Monday, March 20, 2006

Learning It's Ok to Hurt

I am writing on here because I know that no one actually ever sees this online journal. I guess I just need to get this out there, to have the words written down somewhere so that I know that it's real, not just something I have imagined. My last entry was written about four or five months ago...and it is funny that that particular entry was in reference to the same guy who I talk about today. You see, for seven months I have known this guy, he was funny and he made me laugh and then the more time I spent with him the more I liked him...until I felt what I wrote in my last entry.
The funny thing is that around that time...every other girl I talked to also had a thing for him, or were trying to set someone they knew up with him...and I thought...I don't have a chance, so I'm not going to even think about it. I stopped thinking about him and I went on with life. I saw him at church from time to time, but it wasn't until about two months ago that I started talking to him and then he became my friend on my myspace and that was nice, but still I didn't think anything of it...everyone is my friend on myspace...

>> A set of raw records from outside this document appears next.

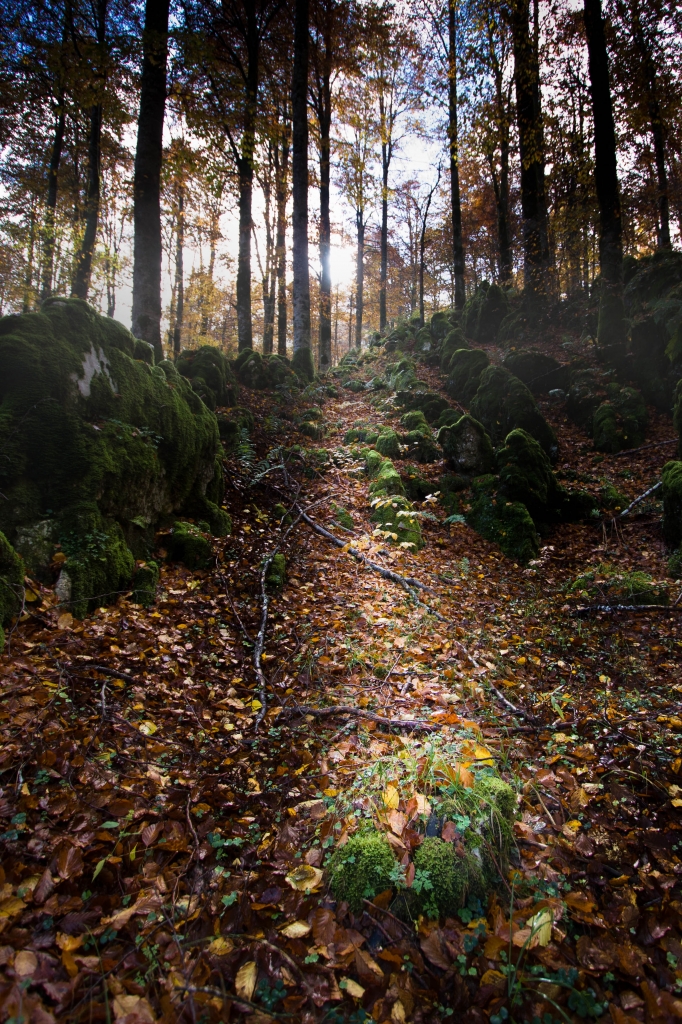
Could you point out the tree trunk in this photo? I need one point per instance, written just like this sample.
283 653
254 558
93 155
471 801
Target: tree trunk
50 212
300 180
458 245
86 251
611 329
359 278
325 118
531 145
146 177
179 274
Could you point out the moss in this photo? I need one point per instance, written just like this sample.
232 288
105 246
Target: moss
672 498
361 869
302 364
144 584
99 565
387 480
467 446
211 375
507 523
342 516
276 572
187 544
387 443
466 366
483 312
503 402
413 420
396 520
11 585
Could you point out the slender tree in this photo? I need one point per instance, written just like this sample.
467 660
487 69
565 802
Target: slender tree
146 179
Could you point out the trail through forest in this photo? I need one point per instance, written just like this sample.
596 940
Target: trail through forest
173 777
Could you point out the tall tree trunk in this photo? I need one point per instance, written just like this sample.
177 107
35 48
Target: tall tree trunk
146 177
359 278
86 251
458 244
50 211
179 274
531 145
612 329
282 173
299 95
325 119
657 130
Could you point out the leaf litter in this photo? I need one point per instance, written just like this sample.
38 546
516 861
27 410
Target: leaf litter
168 821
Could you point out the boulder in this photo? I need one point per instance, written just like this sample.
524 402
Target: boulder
504 402
467 446
466 366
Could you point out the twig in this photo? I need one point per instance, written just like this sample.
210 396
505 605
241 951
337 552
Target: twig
644 448
640 499
398 723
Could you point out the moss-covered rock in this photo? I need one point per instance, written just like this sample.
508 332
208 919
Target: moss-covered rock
100 428
387 443
467 446
302 364
672 497
144 584
211 375
361 868
466 367
396 520
503 402
11 586
187 544
483 312
506 523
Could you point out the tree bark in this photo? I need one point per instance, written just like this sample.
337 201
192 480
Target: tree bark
359 278
458 244
179 274
146 177
611 329
300 179
50 211
531 145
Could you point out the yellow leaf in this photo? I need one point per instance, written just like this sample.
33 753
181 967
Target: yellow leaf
297 930
304 878
391 797
245 982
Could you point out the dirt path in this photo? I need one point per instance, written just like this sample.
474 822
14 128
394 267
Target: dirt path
154 829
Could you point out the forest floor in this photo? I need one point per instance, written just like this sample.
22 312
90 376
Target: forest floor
154 825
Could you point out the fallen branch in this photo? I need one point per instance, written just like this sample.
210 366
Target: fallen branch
348 710
645 448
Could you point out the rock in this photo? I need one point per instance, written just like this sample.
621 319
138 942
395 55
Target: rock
467 446
672 497
503 402
466 366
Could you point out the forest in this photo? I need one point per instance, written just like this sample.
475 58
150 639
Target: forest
340 511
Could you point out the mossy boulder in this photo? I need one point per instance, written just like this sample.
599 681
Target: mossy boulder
187 544
483 312
503 402
387 443
506 523
144 584
672 497
396 520
11 586
95 441
467 446
210 374
361 868
466 367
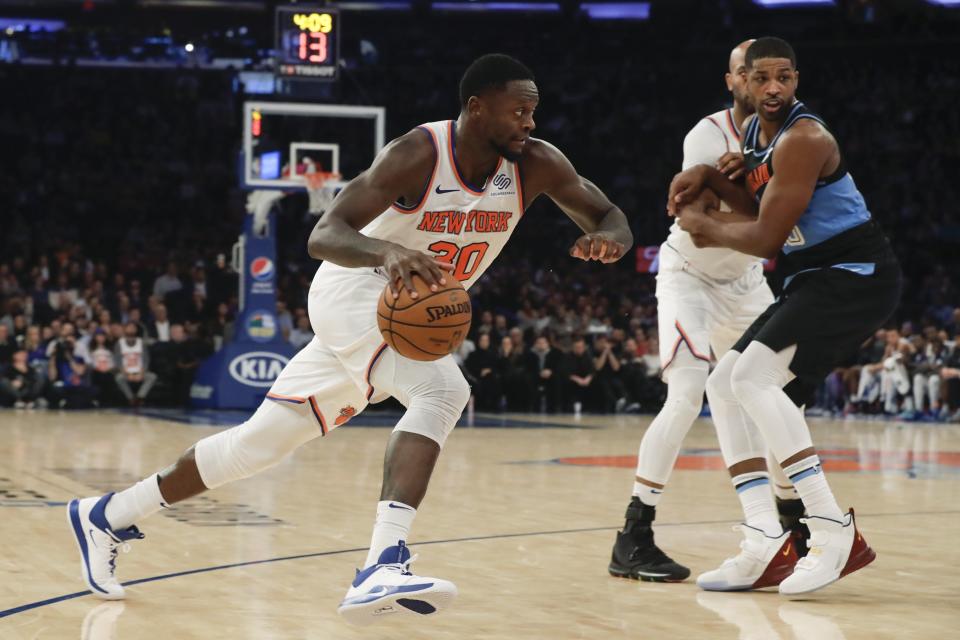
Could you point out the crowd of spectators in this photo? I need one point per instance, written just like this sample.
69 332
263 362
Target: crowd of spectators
122 201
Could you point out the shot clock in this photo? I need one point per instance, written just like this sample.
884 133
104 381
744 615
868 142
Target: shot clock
308 42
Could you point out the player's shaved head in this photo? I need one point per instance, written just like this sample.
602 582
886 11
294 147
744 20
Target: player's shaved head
736 77
738 55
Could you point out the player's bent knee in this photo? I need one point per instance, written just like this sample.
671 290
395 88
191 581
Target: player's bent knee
719 388
434 413
261 442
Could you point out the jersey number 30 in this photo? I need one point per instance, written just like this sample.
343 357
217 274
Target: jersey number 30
465 260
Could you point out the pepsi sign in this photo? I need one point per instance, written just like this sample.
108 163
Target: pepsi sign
257 368
262 269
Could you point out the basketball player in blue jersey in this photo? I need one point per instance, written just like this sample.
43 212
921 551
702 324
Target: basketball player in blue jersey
706 299
375 234
842 282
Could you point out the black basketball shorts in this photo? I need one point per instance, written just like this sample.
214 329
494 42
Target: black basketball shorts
828 314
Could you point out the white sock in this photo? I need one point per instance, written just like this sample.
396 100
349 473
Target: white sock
647 494
394 520
759 510
782 487
136 503
812 486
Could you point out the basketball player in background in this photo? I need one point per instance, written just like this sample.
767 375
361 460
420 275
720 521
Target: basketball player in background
706 299
419 210
841 283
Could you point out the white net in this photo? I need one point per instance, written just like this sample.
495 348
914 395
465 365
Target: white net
322 187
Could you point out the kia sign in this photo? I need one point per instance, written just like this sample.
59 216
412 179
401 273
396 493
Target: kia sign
257 368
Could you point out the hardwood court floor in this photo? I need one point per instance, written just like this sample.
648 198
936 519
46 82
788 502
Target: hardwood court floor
522 519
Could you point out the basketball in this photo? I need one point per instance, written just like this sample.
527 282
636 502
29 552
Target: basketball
429 326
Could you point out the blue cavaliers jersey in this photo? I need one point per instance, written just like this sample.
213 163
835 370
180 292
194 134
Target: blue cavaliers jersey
836 229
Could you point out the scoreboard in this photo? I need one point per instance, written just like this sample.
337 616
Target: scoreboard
308 42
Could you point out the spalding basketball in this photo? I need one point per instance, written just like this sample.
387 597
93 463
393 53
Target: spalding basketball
429 326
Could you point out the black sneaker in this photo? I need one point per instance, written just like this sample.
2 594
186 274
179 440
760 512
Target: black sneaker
636 556
790 513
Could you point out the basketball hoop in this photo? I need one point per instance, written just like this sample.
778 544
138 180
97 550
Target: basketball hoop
321 193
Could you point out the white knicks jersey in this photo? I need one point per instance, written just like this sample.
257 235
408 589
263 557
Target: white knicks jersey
463 224
709 139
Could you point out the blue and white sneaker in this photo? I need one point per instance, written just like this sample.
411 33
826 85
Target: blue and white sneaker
98 545
388 588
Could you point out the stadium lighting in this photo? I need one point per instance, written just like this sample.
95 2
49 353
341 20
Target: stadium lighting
617 10
547 7
775 4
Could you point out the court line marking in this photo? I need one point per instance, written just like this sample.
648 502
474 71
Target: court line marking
499 536
374 419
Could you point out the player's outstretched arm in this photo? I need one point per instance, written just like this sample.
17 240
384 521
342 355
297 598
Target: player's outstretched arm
402 167
607 235
800 157
687 185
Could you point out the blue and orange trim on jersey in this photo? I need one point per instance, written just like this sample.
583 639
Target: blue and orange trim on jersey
733 125
684 338
451 149
519 187
318 415
433 174
373 362
276 397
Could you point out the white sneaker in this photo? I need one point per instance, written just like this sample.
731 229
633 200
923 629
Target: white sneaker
388 587
98 545
836 549
763 561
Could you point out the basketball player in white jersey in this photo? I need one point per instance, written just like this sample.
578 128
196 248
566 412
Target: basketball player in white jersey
706 299
439 201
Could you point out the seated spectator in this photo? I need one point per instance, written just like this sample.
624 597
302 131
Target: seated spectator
20 386
513 375
134 362
925 367
950 374
103 367
608 383
188 353
169 282
483 375
544 366
580 373
158 329
68 374
7 346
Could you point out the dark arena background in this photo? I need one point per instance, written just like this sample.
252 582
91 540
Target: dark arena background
164 163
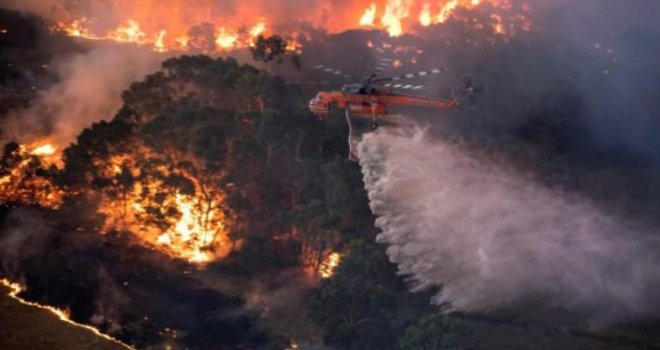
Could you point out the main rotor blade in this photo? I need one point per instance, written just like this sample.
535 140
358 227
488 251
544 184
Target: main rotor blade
413 75
333 71
405 87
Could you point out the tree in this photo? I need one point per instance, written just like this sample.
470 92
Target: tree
357 307
434 332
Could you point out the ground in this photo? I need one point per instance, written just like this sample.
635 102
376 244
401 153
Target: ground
25 327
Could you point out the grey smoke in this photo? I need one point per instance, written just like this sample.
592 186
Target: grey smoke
88 90
493 238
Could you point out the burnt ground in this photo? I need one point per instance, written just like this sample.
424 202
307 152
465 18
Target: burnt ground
27 327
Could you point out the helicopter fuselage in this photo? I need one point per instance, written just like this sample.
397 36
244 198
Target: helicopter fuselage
372 102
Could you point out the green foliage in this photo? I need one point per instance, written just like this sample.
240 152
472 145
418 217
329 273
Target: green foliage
357 307
434 332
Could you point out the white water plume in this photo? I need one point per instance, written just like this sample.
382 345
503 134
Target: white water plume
493 238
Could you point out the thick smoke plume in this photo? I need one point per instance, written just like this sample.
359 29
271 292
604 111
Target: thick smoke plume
88 89
493 238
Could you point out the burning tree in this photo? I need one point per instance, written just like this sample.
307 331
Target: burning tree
27 174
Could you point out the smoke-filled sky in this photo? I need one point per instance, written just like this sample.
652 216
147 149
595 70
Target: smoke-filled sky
482 229
89 89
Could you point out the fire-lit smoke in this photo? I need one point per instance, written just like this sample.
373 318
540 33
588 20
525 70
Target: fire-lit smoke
217 26
88 89
492 237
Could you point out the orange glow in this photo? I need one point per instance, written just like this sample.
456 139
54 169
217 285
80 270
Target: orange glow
226 39
447 10
192 227
327 268
171 24
15 289
425 16
23 178
369 16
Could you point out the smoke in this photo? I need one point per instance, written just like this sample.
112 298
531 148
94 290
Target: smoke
88 90
493 238
24 237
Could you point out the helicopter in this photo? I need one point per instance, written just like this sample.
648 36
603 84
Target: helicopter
371 97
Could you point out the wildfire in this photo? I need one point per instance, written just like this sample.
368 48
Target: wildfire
26 174
328 265
395 14
145 23
15 289
189 226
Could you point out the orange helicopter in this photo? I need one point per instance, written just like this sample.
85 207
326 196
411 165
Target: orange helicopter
372 97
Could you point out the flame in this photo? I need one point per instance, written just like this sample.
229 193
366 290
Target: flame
425 16
395 12
159 43
24 175
15 289
46 149
327 267
369 16
193 228
129 32
146 23
447 10
226 39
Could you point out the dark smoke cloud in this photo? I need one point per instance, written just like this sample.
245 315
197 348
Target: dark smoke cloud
582 84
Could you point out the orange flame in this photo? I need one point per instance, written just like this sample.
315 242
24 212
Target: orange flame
145 23
15 289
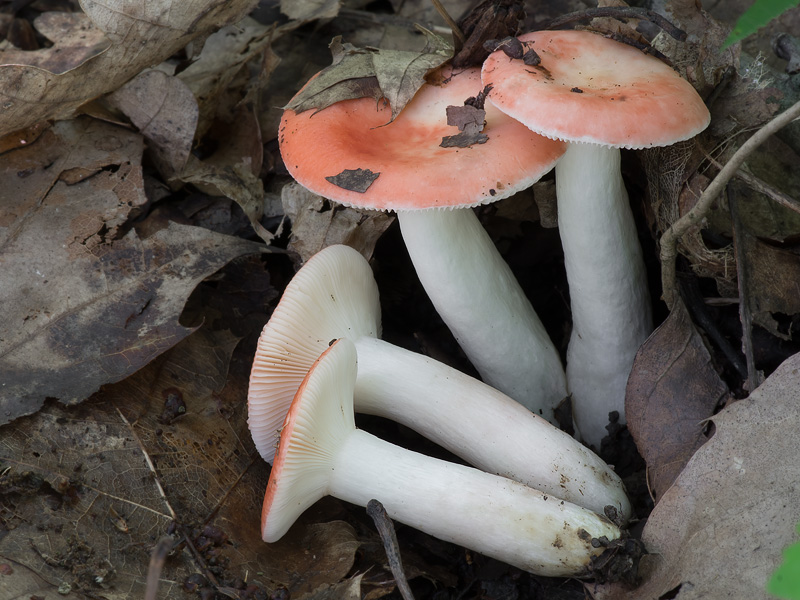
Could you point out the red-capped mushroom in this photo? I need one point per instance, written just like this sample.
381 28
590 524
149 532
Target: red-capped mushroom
348 153
322 453
334 295
599 95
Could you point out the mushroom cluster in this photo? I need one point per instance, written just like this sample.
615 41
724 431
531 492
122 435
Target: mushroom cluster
535 497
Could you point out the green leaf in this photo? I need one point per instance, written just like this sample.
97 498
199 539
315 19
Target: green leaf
758 15
785 581
371 72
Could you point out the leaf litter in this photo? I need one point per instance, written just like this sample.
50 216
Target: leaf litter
165 450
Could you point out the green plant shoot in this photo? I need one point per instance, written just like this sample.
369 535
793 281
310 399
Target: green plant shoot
755 17
785 581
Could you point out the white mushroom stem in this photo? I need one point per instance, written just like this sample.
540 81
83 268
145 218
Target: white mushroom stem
482 425
321 452
492 515
481 302
611 314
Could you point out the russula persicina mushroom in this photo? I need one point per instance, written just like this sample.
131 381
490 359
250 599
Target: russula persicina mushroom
334 295
322 453
350 153
599 95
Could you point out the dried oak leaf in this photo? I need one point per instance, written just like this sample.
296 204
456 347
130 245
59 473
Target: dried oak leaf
233 169
395 75
470 122
87 490
310 10
165 111
672 390
82 305
719 531
225 55
772 285
316 225
138 35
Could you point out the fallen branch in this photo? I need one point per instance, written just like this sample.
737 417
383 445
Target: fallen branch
670 238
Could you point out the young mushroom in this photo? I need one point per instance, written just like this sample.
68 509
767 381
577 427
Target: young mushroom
322 453
334 295
600 96
351 154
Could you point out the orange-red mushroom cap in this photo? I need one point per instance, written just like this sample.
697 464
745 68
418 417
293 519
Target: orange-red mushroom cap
592 89
414 171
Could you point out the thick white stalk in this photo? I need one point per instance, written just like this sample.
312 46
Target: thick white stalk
481 425
480 300
611 314
492 515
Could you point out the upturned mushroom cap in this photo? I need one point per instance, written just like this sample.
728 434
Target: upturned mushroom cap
413 170
319 420
592 89
333 295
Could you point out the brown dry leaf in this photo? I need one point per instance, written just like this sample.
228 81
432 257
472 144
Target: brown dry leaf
233 170
165 111
84 306
772 284
672 390
222 58
22 583
75 40
316 224
87 491
309 10
718 532
372 72
141 35
613 27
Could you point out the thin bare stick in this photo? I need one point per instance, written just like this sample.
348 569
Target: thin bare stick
457 33
754 377
761 187
669 240
157 559
386 530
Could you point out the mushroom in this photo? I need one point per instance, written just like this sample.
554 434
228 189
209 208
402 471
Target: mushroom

I started seeing this guy that I had gone to school with. It wasn't anything big, we just went out a couple of times and one of those times happened to be at the same restraunt where the guy I am talking about works. He saw us there and he did this awkward we're best friends thing...and I even told the guy I was with that I didn't know him well and thought it was strange...of course in the back of my mind I was thinking how interesting it all was...and then to make things even worse I spent the whole night trying not to look around for him...but instead I tried really hard to focus on the guy I was with...I was so distracted...but I didn't want anyone to notice...I think I pulled it off pretty well...
The following day I recieved a "Boyfriend Application" from this guy that I had been interested in for months...and I couldn't believe it...I thought it had to be a joke and so I took it as such...it wasn't until last week that he informed me that it hadn't been a joke. It's crazy that it has been almost a month since we went to Downtown Disney and that we have been talking that long...
Unfortunately for me all good things must come to an end...Last week we sat down and had a three hour conversation...I sat there and listened as he explained about this girl who was once in his life who changed him forever...when she ended the relationship it was devestating to him...I understood...He was hurt...He said that it had effected every other relationship he had been in...But he didn't want to do that to me...he didn't want to burn bridges with me...but he had to figure out what was going on...I said I understood...because I did...There is so much that complicates this whole issue...and I don't think I even know half of what complicates it...but he wants to be there for her...he wants to be with someone enough that even if this isn't right he's going to do it anyways...I just hate this feeling...Wrong time wrong place...why didn't he just leave me alone? If he knew that it was so complicated why did he ever pursue anything with me? I just don't understand that...
I don't want to be mad right now, and I do not want to keep crying...but when's it going to be my turn...when am I going to get the guy? I know that there has to be someone amazing out there for me...but why did I have to open up again? Why did I have to think I could love him? I just want to pretend like this last month hasn't happened...I mean...it probably wouldn't even hurt so bad if I didn't feel like he was ignoring me...I hate guys...they are so good at making you believe they are so wonderful...but it's all a lie...I don't want to be lied to anymore...I can't write anymore because I feel like my heart getting ready to explode!